I’m currently trying to grasp the whole cloud thing, and I have already read through a lot of similar questions here on Stackoverflow.
What I am trying to build is going to be something like an high I/O storage service. It’s going to retrieve A LOT (we are talking 50 – 100 Mbit/sec constantly) of data through FTP and afterwards going to be running some post-processing on some of the data received.
The application is currently being written in C# for deployment on Windows Azure VPS. I’m doing my own simple FTP server for maximum level of control and security (like my own authentication process). This is not a problem as I’ve become quite skilled with socket servers and high performance .NET applications.
HOWEVER always running as a single instance. It’s always been about squeezing out more performance of a single Windows Service / Console Application running on some VPS server.
I must face the facts this time though. No matter how big that VM is going to get, the data can quickly overwhelm the servers I/O capacity if the data is going to increase (it’s generated by customers so more customers = more data!).
So how would you go about doing load balancing in the cloud? I have read about “cloud services” with “cloud workers” and so on, but I think that it just get’s so ** complex and the pricing just seems so blurred when I’m going to be using storage from one service, database from another and the work from a third type of service, while factoring in bandwidth and other stuff. I would really like to just keep it simple in an environment that I know and that I’m confident in working with. So VPS it is.
But how should I do the load balancing ? It’s my first time ever and I know it’s quite an ambitious project, but I really just want to learn!
To sum it up: Load balancing a custom FTP application written in C# running on Windows Azure VPS. Every instance of the application/service should have access to the same storage and database. No inter-instance communication is needed.
So throw everything you got at me and I will try to keep up. 🙂
Roles
You seem somewhat confused about what Roles are, so let me do a quick aside on that. A Role is basically a template for a VM, it defines the code and configuration. It’s a little bit like what a Puppet or Chef script is. There are a few types of Roles.
Load Balancing
In simple cases (eg, web serving) Azure will automatically load balance incoming requests between your machines. It should work just as well for any service that involves requests coming in from the internet. I think this may be more complicated with FTP PASV mode, but I’m not an expert on that topic. There is an open source project for FTP on Azure, as well as a blog post on the topic. Perhaps their approach can be applied to your custom FTP software.

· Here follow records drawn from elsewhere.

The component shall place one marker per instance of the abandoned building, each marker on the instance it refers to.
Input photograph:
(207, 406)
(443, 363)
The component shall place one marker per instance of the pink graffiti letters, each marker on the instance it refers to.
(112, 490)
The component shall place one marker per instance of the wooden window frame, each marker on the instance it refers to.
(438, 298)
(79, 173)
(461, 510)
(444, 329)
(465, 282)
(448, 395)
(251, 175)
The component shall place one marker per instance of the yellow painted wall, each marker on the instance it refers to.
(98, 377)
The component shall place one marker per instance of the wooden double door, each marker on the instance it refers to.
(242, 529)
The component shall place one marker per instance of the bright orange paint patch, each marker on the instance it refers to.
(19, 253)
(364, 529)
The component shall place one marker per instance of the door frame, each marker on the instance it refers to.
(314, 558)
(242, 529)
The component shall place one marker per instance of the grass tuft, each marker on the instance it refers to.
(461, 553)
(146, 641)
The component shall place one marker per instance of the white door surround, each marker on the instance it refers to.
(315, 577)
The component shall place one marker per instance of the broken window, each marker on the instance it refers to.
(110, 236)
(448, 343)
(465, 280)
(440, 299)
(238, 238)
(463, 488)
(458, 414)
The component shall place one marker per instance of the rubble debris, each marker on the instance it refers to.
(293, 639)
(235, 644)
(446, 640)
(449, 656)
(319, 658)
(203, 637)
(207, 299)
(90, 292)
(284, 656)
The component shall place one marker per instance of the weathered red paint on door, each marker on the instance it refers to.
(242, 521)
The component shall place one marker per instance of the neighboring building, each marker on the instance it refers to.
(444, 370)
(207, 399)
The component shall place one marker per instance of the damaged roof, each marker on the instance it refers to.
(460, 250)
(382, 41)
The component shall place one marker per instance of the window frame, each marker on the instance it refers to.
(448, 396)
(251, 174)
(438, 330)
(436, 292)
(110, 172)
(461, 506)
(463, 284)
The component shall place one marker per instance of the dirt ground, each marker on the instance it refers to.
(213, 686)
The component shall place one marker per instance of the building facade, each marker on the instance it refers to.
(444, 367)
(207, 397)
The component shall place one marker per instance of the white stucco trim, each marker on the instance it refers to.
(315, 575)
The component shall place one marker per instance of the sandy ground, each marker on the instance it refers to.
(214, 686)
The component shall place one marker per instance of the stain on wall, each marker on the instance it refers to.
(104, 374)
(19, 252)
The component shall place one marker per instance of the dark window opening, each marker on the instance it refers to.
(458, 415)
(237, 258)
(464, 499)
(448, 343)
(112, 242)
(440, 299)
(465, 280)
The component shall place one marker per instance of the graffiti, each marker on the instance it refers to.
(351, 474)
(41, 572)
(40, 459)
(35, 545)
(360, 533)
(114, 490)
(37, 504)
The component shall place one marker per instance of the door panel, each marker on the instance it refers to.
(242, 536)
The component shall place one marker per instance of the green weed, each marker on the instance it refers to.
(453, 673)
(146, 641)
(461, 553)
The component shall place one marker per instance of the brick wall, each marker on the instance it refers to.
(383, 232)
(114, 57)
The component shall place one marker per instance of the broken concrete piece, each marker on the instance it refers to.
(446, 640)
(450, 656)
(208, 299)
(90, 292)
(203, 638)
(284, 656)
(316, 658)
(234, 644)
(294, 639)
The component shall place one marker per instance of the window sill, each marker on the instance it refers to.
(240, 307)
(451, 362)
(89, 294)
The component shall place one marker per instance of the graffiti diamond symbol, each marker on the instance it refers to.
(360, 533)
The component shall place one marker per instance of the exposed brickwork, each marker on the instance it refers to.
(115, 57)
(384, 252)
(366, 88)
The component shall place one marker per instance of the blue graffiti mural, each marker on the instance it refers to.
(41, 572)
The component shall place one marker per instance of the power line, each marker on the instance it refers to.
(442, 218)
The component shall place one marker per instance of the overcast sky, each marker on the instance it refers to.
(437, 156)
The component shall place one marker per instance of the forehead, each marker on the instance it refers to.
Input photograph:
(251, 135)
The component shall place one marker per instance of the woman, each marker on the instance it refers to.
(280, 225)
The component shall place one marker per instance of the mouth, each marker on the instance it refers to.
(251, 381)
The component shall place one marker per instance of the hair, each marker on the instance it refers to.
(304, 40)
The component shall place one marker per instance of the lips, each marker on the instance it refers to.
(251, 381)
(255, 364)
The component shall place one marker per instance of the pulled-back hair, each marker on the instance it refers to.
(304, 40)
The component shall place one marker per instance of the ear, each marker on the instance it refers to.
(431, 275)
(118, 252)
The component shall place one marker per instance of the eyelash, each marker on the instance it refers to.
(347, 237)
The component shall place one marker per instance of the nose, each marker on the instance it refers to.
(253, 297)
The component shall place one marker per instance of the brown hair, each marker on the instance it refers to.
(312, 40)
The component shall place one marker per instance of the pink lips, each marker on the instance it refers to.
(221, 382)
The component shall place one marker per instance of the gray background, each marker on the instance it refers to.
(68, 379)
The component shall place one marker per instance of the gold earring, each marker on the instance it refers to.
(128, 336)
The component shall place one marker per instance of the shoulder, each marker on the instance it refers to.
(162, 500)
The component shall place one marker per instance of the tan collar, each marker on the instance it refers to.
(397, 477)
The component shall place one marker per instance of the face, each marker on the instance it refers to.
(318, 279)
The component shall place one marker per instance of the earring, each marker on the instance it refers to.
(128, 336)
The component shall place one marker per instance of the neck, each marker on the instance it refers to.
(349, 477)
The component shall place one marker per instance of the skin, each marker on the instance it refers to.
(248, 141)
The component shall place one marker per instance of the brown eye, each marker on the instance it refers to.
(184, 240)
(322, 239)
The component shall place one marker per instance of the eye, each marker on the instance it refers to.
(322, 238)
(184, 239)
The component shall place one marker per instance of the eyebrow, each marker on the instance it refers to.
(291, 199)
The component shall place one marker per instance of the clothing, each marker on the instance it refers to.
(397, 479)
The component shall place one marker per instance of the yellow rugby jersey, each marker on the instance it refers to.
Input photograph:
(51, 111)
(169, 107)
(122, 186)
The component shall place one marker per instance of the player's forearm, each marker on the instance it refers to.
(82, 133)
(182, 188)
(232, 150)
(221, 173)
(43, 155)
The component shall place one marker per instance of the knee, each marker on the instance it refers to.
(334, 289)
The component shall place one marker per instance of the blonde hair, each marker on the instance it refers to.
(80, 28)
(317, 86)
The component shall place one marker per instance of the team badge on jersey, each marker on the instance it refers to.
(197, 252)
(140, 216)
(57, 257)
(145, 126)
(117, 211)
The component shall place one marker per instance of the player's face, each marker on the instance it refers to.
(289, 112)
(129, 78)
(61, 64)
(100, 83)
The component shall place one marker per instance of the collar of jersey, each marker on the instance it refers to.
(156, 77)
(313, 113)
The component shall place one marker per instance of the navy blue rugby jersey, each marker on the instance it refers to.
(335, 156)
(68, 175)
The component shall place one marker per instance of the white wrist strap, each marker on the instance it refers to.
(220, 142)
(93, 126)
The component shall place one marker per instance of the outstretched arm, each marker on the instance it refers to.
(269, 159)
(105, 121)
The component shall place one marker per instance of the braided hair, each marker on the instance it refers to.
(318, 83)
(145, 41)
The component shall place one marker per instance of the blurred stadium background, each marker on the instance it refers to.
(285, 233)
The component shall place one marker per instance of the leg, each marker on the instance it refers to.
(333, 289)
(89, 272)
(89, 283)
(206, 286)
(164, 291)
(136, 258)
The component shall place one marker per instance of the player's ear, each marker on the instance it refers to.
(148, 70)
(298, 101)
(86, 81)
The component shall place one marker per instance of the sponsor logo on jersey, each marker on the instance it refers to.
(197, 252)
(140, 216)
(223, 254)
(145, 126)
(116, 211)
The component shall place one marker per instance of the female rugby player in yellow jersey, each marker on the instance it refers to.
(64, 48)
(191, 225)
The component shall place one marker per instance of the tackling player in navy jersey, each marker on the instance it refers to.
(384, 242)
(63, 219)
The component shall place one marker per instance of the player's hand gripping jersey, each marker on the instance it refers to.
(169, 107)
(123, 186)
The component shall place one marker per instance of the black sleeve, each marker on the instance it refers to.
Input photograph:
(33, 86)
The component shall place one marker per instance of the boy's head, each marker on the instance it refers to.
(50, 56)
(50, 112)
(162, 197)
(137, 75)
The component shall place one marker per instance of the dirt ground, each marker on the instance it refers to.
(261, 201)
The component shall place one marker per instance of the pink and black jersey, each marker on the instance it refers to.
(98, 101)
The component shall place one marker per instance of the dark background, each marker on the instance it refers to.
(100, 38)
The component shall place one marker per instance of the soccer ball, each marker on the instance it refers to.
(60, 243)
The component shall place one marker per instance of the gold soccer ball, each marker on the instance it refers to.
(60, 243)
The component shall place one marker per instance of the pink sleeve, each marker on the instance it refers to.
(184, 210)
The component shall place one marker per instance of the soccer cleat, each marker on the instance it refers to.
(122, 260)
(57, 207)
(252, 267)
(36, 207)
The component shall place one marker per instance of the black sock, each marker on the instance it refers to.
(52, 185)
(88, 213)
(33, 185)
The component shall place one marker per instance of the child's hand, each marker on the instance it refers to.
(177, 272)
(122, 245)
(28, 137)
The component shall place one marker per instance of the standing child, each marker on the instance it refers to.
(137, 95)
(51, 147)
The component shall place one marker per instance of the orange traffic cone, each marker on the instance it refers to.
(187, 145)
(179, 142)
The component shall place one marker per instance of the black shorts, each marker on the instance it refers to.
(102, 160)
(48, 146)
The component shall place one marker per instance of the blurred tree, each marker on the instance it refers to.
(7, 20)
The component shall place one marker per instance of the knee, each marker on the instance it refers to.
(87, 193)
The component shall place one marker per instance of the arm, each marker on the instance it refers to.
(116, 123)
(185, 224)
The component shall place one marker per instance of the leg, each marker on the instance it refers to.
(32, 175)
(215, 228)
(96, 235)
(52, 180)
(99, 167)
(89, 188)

From what you’ve said, I think you could use a Worker Role for your FTP servers. In your WorkerRole.cs file you would just start up your FTP code, and away you go. You could also spawn threads or processes to have each VM do double-duty as an image processor. You could do all that in a VM Role if you wanted, it’s just a question of which involves more work for you.
Storage
This is a textbook use case for Blob Storage. The uploaded files should definitely go there. It sounds like the different billing model is confusing you a bit, but Blob storage is pretty cheap. You can take a look on the Azure Pricing Calculator.